Run inference on a loaded model with an Nx tensor input.

predict_async(inference, input_tensor)

@spec predict_async(model(), Nx.Tensor.t()) :: {:ok, reference()} | {:error, term()}

Run inference asynchronously.

predict_frame(model, frame)

@spec predict_frame(model(), ExCubecl.VideoFrame.t() | binary()) ::
  {:ok, Nx.Tensor.t()} | {:error, term()}

Run inference directly on a VideoFrame (GPU-to-GPU).

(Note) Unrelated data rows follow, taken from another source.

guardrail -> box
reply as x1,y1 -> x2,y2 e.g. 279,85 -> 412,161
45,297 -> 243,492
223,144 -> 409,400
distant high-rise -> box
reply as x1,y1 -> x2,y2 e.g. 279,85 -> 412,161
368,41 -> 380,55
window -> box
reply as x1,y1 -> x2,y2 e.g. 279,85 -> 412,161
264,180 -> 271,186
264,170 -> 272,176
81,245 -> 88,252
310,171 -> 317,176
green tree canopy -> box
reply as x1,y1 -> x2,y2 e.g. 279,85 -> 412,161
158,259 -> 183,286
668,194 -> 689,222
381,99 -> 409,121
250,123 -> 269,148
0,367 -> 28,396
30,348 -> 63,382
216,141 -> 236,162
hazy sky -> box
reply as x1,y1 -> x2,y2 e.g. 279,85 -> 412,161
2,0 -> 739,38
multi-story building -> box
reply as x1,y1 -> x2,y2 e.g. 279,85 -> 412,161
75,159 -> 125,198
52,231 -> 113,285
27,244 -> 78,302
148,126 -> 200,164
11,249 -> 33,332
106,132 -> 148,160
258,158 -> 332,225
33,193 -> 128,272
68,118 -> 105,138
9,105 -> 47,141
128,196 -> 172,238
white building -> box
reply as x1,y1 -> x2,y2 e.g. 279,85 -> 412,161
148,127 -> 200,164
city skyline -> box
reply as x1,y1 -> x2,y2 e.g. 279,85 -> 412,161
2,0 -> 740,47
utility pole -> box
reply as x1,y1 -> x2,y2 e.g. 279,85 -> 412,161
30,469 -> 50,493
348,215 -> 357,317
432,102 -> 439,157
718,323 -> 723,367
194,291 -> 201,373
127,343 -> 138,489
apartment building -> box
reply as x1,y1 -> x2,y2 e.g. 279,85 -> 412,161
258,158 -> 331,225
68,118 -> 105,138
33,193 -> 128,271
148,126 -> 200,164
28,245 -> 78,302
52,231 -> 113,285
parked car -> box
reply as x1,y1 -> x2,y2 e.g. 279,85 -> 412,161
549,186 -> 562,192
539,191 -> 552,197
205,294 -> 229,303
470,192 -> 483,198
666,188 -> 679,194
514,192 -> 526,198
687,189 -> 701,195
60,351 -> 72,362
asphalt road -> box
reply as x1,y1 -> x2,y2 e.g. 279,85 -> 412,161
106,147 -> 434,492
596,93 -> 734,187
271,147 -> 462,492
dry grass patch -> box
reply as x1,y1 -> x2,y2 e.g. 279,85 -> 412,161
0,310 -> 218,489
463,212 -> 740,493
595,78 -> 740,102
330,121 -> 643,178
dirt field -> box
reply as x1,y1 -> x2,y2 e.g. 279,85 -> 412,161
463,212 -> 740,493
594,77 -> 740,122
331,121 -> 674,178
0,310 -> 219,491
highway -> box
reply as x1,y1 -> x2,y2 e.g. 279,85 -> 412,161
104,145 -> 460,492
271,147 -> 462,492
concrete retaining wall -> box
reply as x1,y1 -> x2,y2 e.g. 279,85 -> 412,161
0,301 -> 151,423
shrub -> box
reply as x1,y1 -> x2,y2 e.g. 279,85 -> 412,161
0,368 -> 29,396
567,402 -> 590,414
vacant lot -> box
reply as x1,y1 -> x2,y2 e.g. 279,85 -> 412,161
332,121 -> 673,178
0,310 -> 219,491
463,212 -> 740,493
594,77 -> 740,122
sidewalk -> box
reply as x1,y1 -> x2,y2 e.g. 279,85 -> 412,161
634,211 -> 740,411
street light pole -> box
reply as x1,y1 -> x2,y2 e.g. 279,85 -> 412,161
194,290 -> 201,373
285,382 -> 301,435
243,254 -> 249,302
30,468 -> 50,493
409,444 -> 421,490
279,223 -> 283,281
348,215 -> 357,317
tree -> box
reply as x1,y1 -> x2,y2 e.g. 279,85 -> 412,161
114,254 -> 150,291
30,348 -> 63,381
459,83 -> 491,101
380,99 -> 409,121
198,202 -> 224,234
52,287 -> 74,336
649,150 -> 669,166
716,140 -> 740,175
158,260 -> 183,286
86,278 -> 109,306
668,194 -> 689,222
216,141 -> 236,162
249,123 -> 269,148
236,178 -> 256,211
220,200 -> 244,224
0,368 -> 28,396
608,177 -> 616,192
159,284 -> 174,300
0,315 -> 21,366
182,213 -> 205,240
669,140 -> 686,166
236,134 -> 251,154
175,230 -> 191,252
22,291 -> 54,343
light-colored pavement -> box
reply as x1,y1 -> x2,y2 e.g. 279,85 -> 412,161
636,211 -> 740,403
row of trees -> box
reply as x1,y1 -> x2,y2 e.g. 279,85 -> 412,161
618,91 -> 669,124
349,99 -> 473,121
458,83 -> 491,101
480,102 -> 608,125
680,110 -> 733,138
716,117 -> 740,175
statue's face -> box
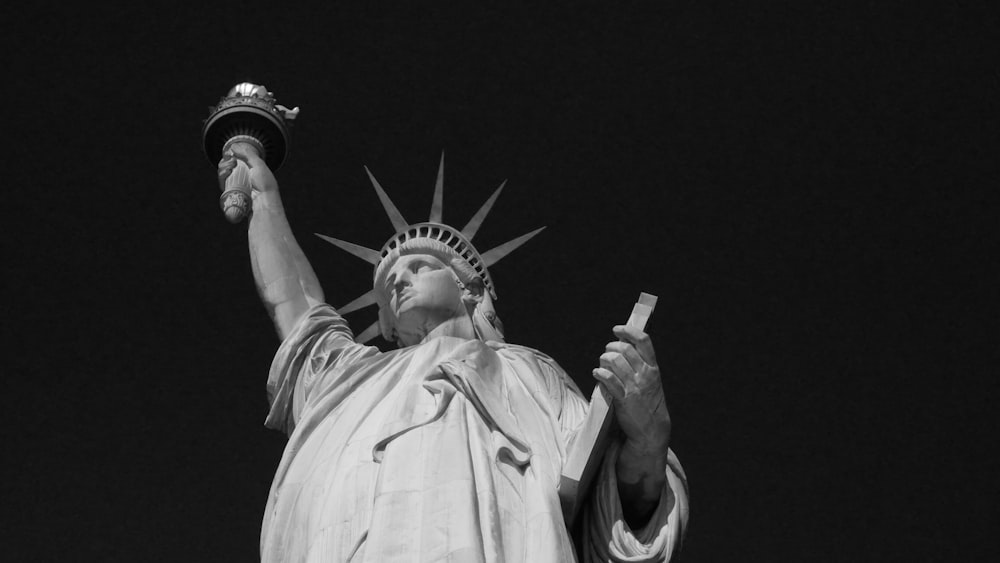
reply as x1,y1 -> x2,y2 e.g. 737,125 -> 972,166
380,253 -> 467,333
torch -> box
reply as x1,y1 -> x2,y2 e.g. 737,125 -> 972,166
202,83 -> 300,223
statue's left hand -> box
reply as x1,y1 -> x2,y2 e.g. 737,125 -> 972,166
593,325 -> 671,453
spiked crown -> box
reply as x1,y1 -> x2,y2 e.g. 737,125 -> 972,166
316,154 -> 545,343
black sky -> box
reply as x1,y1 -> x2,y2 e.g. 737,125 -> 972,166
7,2 -> 996,561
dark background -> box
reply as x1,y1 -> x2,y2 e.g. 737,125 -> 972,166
6,2 -> 995,561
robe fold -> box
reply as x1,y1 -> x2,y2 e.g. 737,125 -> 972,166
260,304 -> 688,562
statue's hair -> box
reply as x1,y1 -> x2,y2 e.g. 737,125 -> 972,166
375,238 -> 505,345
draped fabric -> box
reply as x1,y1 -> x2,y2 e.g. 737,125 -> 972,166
260,305 -> 688,562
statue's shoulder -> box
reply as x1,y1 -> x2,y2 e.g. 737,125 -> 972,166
488,341 -> 585,402
487,342 -> 566,376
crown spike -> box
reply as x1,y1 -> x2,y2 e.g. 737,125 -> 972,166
460,180 -> 506,241
365,165 -> 409,232
355,321 -> 381,344
429,152 -> 444,223
338,288 -> 378,314
315,233 -> 381,265
481,226 -> 546,267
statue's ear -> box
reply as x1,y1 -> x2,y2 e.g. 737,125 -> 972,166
461,277 -> 485,307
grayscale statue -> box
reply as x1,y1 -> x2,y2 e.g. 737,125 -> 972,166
209,83 -> 688,562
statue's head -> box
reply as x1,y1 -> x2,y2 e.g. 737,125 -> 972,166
373,229 -> 504,347
316,155 -> 541,347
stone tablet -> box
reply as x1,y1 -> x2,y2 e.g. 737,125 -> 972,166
559,292 -> 658,526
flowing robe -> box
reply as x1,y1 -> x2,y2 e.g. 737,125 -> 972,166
261,305 -> 688,562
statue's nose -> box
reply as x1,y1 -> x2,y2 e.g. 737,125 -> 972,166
394,274 -> 411,294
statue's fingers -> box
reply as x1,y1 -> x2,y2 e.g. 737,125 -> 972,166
226,147 -> 256,168
217,161 -> 236,177
612,325 -> 657,366
605,341 -> 645,373
228,145 -> 247,158
600,352 -> 637,389
612,324 -> 650,350
592,367 -> 625,399
599,351 -> 624,374
217,152 -> 238,172
217,165 -> 235,188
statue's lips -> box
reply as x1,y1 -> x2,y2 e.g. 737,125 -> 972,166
395,291 -> 413,308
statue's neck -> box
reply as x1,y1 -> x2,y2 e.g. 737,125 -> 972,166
423,315 -> 477,343
396,314 -> 476,347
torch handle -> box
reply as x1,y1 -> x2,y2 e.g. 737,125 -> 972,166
219,141 -> 261,223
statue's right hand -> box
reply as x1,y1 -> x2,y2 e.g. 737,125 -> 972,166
217,152 -> 238,185
217,143 -> 279,194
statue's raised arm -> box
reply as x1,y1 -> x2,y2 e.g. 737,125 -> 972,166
218,147 -> 324,339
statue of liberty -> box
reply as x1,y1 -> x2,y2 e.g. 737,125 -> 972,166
215,97 -> 688,561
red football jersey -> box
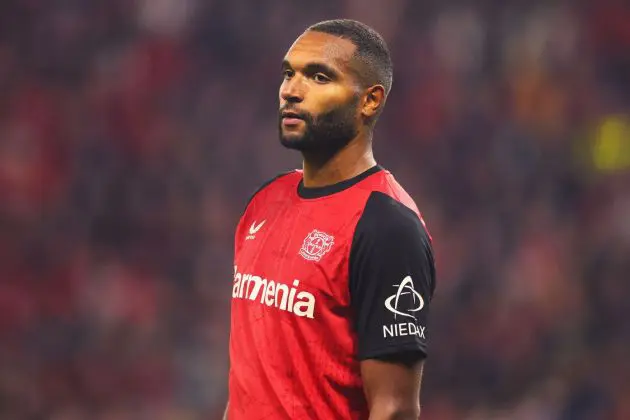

This avoids CPU read-back by running the model pipeline directly on the GPU texture backing the VideoFrame. The output is still returned as an Nx tensor (requires one GPU→CPU read).

Parameters

Returns

{:ok, output_tensor} on success.

Example

{:ok, model} = Dala.ML.Gpu.load_model(:mobilenet_v2)
{:ok, model} = Dala.ML.Gpu.load_model_from_frames(model, calibration_frames)

# Process each frame in the video stream
for frame <- video_stream do
  {:ok, predictions} = Dala.ML.Gpu.predict_frame(model, frame)
  # Use predictions...
end

top_k(tensor, opts \\ [])

@spec top_k(
  Nx.Tensor.t(),
  keyword()
) :: [{number(), non_neg_integer()}]

Return the top-k predictions from a classification output.